Claim dismissed Employment Tribunal · 13 January 2023

Whistleblowing claim dismissed: senior nurse's concerns not protected disclosures

A clinical deputy manager who raised concerns about training and patient safety was dismissed after just 18 days at work. The tribunal rejected his whistleblowing claim, finding his disclosures were not made with a reasonable belief of legal breaches.

1 min read · Last updated 18 May 2026

Case details

Key facts

  • The claimant was employed as clinical deputy manager from 20 April 2020 for a very short period, actively at work for only 18 days.
  • On 15 May 2020, the claimant suggested placing a nebuliser over a speaking valve during a tracheostomy procedure, which could have blocked the patient's airway.
  • The patient's mother complained, leading to a safeguarding referral to the CQC and local authority.
  • The claimant resigned on 23 May 2020 after a heated meeting, but later withdrew his resignation; the respondent eventually dismissed him.
  • The tribunal found that the claimant's alleged protected disclosures were not made with a reasonable belief that they showed legal breaches or health and safety risks.

Timeline

  1. Claimant started employment

    Claimant began work as clinical deputy manager at Bagshot Park Rehabilitation Centre. He raised concerns about induction, training, and medication management.

  2. First alleged protected disclosure

    Claimant orally raised concerns about inadequate induction, lack of training, and medication management led by a physiotherapist.

  3. Second alleged protected disclosure (email)

    Claimant sent an email to Julia Billins recommending improvements to induction and handover processes.

  4. Tracheostomy competency certification

    Samuel Dhinakar certified the claimant as fit to carry out tracheostomy work.

  5. Third alleged protected disclosure (email)

    Claimant sent an email to multiple recipients raising concerns about lack of Caresys access for new staff, inadequate tracheostomy training, and poor coordination.

  6. Nebuliser incident

    Claimant suggested placing a nebuliser over a speaking valve during a tracheostomy procedure, witnessed by the patient's mother via video call. The mother complained.
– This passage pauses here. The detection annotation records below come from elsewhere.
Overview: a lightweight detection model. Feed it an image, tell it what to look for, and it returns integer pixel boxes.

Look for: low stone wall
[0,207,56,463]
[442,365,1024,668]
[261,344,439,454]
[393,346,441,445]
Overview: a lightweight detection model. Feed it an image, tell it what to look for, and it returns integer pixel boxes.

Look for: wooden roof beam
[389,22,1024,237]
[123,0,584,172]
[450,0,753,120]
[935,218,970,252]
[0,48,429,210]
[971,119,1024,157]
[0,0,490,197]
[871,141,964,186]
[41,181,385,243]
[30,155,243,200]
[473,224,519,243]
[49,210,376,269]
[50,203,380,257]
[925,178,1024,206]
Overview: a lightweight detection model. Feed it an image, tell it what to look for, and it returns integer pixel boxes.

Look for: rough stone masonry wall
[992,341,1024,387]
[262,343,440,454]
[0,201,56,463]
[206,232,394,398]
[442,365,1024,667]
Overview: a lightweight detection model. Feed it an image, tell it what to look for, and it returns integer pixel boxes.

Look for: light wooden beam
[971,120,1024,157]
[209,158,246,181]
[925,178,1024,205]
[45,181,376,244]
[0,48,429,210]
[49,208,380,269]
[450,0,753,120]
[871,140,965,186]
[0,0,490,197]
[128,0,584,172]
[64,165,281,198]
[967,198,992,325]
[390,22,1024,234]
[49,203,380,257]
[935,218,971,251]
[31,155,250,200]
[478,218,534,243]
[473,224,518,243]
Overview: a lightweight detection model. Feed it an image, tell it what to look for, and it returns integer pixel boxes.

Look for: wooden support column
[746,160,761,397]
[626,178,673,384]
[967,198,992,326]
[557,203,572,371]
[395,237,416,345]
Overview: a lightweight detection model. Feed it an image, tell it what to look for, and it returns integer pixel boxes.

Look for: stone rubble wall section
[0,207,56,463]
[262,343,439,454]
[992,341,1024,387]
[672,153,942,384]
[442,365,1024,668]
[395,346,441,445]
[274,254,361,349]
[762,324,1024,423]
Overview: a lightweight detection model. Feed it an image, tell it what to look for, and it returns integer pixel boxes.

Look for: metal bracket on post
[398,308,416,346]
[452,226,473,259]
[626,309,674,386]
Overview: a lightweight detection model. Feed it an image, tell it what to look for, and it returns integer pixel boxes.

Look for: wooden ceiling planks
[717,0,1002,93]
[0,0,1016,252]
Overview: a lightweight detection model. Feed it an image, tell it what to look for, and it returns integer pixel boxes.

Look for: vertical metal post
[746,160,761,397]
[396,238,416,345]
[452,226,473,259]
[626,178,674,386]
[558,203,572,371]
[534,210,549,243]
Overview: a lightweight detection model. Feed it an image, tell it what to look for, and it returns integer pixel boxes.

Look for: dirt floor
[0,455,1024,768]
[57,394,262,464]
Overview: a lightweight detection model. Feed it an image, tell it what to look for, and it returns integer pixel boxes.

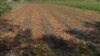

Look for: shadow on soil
[0,19,100,56]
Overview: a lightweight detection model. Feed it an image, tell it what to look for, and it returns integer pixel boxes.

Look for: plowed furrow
[38,7,56,35]
[32,6,44,39]
[40,5,85,43]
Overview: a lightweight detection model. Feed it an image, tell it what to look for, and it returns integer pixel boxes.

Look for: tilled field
[0,4,100,56]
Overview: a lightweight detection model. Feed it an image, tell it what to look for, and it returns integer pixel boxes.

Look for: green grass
[47,1,100,11]
[0,0,11,17]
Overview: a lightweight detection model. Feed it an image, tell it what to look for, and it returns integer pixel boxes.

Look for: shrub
[0,0,11,17]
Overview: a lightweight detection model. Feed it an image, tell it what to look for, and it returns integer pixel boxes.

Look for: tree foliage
[0,0,11,17]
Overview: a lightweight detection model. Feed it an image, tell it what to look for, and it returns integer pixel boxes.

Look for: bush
[0,0,11,17]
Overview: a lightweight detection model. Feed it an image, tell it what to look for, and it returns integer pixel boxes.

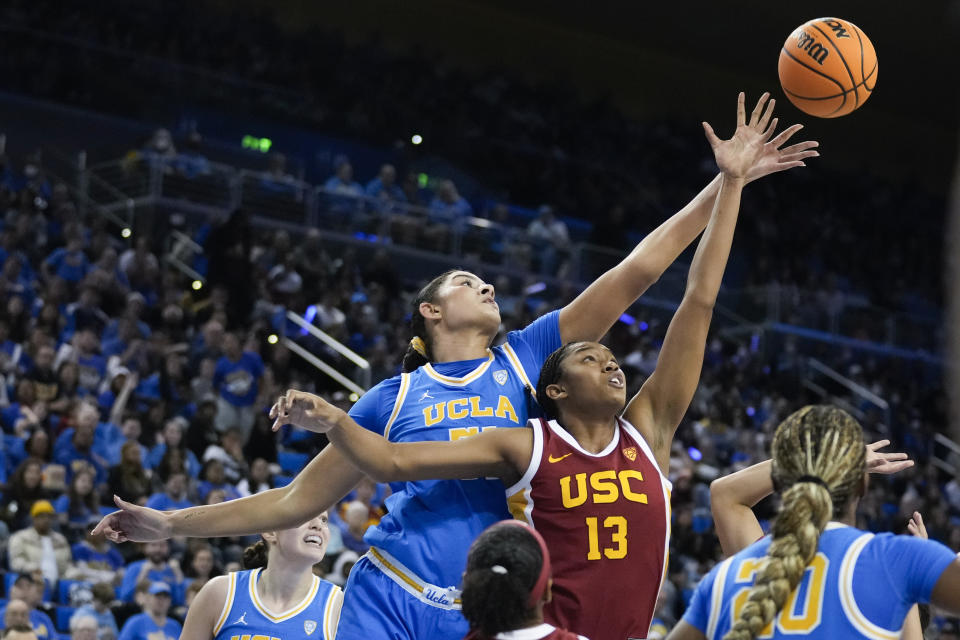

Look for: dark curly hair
[461,524,543,638]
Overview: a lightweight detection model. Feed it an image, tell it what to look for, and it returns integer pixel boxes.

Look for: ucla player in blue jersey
[668,406,960,640]
[180,513,343,640]
[96,94,817,640]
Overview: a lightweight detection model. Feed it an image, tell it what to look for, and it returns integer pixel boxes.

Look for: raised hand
[93,496,171,543]
[270,389,347,433]
[703,92,796,180]
[747,118,820,182]
[867,440,913,475]
[907,511,930,540]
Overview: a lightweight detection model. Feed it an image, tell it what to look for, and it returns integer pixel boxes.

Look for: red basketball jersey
[507,419,672,640]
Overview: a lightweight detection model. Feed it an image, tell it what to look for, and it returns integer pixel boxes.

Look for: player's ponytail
[723,405,866,640]
[462,521,550,640]
[243,538,268,569]
[403,269,457,373]
[537,342,577,420]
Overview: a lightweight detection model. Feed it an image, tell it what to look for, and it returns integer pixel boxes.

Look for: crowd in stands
[0,0,944,337]
[0,138,960,638]
[0,0,960,639]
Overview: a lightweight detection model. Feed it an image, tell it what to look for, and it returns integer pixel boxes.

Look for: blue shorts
[337,556,470,640]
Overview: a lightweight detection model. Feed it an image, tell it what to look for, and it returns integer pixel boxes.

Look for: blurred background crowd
[0,1,960,638]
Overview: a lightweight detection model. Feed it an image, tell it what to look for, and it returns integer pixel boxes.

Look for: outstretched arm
[94,447,363,542]
[710,440,913,556]
[624,93,776,471]
[560,99,819,343]
[270,389,533,486]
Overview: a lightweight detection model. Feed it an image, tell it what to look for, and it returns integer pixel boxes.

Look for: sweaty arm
[324,408,533,486]
[180,576,230,640]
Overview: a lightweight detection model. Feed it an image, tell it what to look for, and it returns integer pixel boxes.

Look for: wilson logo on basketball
[797,29,830,65]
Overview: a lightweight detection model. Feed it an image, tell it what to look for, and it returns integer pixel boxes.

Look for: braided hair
[537,342,580,420]
[723,405,866,640]
[243,538,270,569]
[403,269,459,373]
[461,524,543,640]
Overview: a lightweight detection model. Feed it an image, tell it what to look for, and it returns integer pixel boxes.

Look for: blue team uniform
[339,311,561,640]
[213,569,343,640]
[683,522,957,640]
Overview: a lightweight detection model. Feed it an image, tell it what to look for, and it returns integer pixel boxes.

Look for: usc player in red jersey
[273,94,799,640]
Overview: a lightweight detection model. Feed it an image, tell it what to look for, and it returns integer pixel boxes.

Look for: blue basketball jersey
[350,311,561,608]
[213,569,343,640]
[684,522,957,640]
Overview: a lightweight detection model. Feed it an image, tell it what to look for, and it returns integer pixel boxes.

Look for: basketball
[778,18,877,118]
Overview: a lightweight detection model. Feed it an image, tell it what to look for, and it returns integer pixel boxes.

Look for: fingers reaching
[700,122,721,149]
[737,91,747,127]
[756,93,777,131]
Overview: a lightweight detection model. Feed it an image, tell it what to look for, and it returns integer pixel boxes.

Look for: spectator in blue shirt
[118,582,182,640]
[213,333,263,442]
[117,540,183,604]
[147,416,200,478]
[146,469,193,511]
[430,180,473,224]
[364,164,407,213]
[42,233,90,284]
[0,598,56,640]
[323,158,364,220]
[197,458,240,502]
[70,584,120,638]
[67,518,125,584]
[53,402,109,485]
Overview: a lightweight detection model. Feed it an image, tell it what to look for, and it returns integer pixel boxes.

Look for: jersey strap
[506,419,544,525]
[383,373,410,440]
[364,547,460,611]
[213,571,237,637]
[837,533,901,640]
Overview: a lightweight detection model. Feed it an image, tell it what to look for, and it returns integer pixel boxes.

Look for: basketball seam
[780,71,873,100]
[780,47,847,113]
[810,24,863,109]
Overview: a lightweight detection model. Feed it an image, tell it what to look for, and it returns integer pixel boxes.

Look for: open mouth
[303,535,323,549]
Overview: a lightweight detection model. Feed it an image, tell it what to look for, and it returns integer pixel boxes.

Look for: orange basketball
[778,18,877,118]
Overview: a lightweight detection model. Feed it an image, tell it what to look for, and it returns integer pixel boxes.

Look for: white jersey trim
[496,622,587,640]
[421,349,493,387]
[502,342,537,400]
[706,556,733,638]
[323,586,343,640]
[547,420,620,458]
[363,547,460,611]
[383,373,410,440]
[504,418,543,526]
[837,533,903,640]
[213,571,237,637]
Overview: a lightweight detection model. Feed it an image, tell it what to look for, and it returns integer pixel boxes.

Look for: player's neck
[559,411,617,453]
[257,554,313,613]
[430,331,490,362]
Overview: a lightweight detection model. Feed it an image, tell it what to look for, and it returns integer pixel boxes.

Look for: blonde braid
[723,405,866,640]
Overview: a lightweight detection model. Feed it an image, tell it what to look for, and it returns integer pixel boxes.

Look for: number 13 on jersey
[587,516,627,560]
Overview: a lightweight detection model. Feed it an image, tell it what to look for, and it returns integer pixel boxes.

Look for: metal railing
[90,153,942,364]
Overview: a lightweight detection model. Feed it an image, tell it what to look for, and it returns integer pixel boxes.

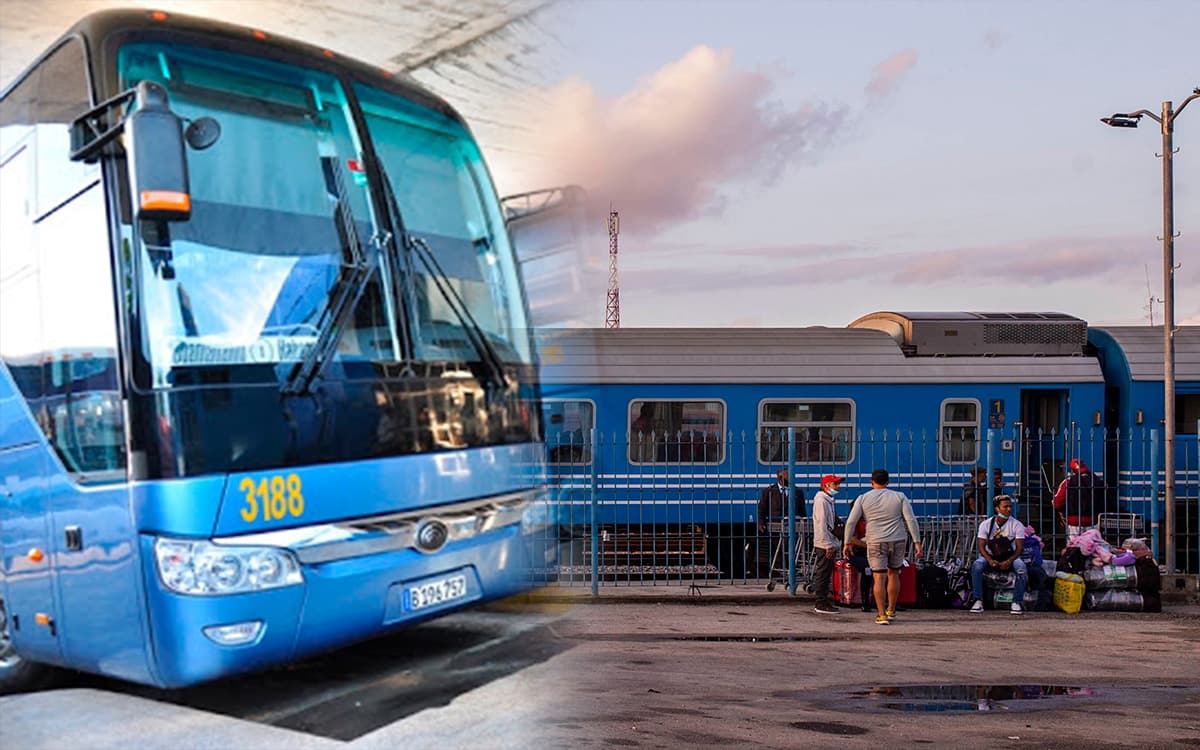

  7. Safeguarding referral

    Julia Billins made a safeguarding referral to the CQC and local authority regarding the incident.

  8. Meeting and resignation

    A heated meeting occurred between the claimant, Julia Billins, and Samuel Dhinakar. The claimant resigned, citing victimisation and coercion.

  9. Resignation withdrawn

    The claimant withdrew his resignation, but the respondent later dismissed him.

The outcome

The tribunal dismissed the claimant's claims of unfair dismissal and detriment on whistleblowing grounds.

The key reason was that the claimant's alleged disclosures – about induction, training, and medication management – were not made with a reasonable belief that they showed legal breaches or health and safety risks. The tribunal found that the claimant's concerns were genuine but did not meet the legal test for a protected disclosure.

No compensation was awarded as the claims were dismissed in full.

Lessons & takeaways

  • To qualify as a protected disclosure, you must have a reasonable belief that the information shows a legal breach or health and safety danger – general concerns about training or processes may not be enough.
  • Short service can weaken a whistleblowing claim, as the tribunal may view concerns raised very early in employment as less likely to be made in good faith.
  • If you resign in the heat of the moment and later withdraw it, the employer may still be able to dismiss you fairly if the relationship has broken down.
  • Representing yourself in a whistleblowing case is risky – the legal tests are complex and the burden of proof can be difficult to meet without legal advice.

A short-lived role with serious consequences

This case highlights the challenges faced by employees who raise concerns early in their employment. The claimant, a senior nurse, started work as clinical deputy manager at Bagshot Rehab Centre Limited in April 2020. Within weeks, he had raised concerns about induction, training, and medication management. But just 18 days into active work, a clinical incident involving a nebuliser led to a safeguarding referral, a heated meeting, and the end of his employment.

The tribunal found that the claimant's concerns, while genuine, did not meet the legal definition of a protected disclosure. Under the Employment Rights Act 1996, a disclosure must be made with a reasonable belief that it shows a legal breach or a danger to health and safety. The tribunal concluded that the claimant's complaints about training and processes were not made with that specific belief.

What the employer did right

Bagshot Rehab Centre Limited acted swiftly when a patient's mother complained about the nebuliser incident. They made a safeguarding referral to the CQC and local authority, which was appropriate. The tribunal also noted that the claimant's resignation on 23 May 2020 was made in the heat of the moment, and although he later withdrew it, the relationship had broken down irretrievably.

Why this matters for similar claims

This case is a reminder that not every workplace complaint qualifies as a whistleblowing disclosure. The legal test requires a reasonable belief that the information shows a specific legal breach or health and safety risk. Short-serving employees face an additional hurdle: tribunals may view early concerns as less likely to be made in good faith. Anyone considering a whistleblowing claim should seek legal advice early, as the burden of proof is on the employee to show that the disclosure was protected.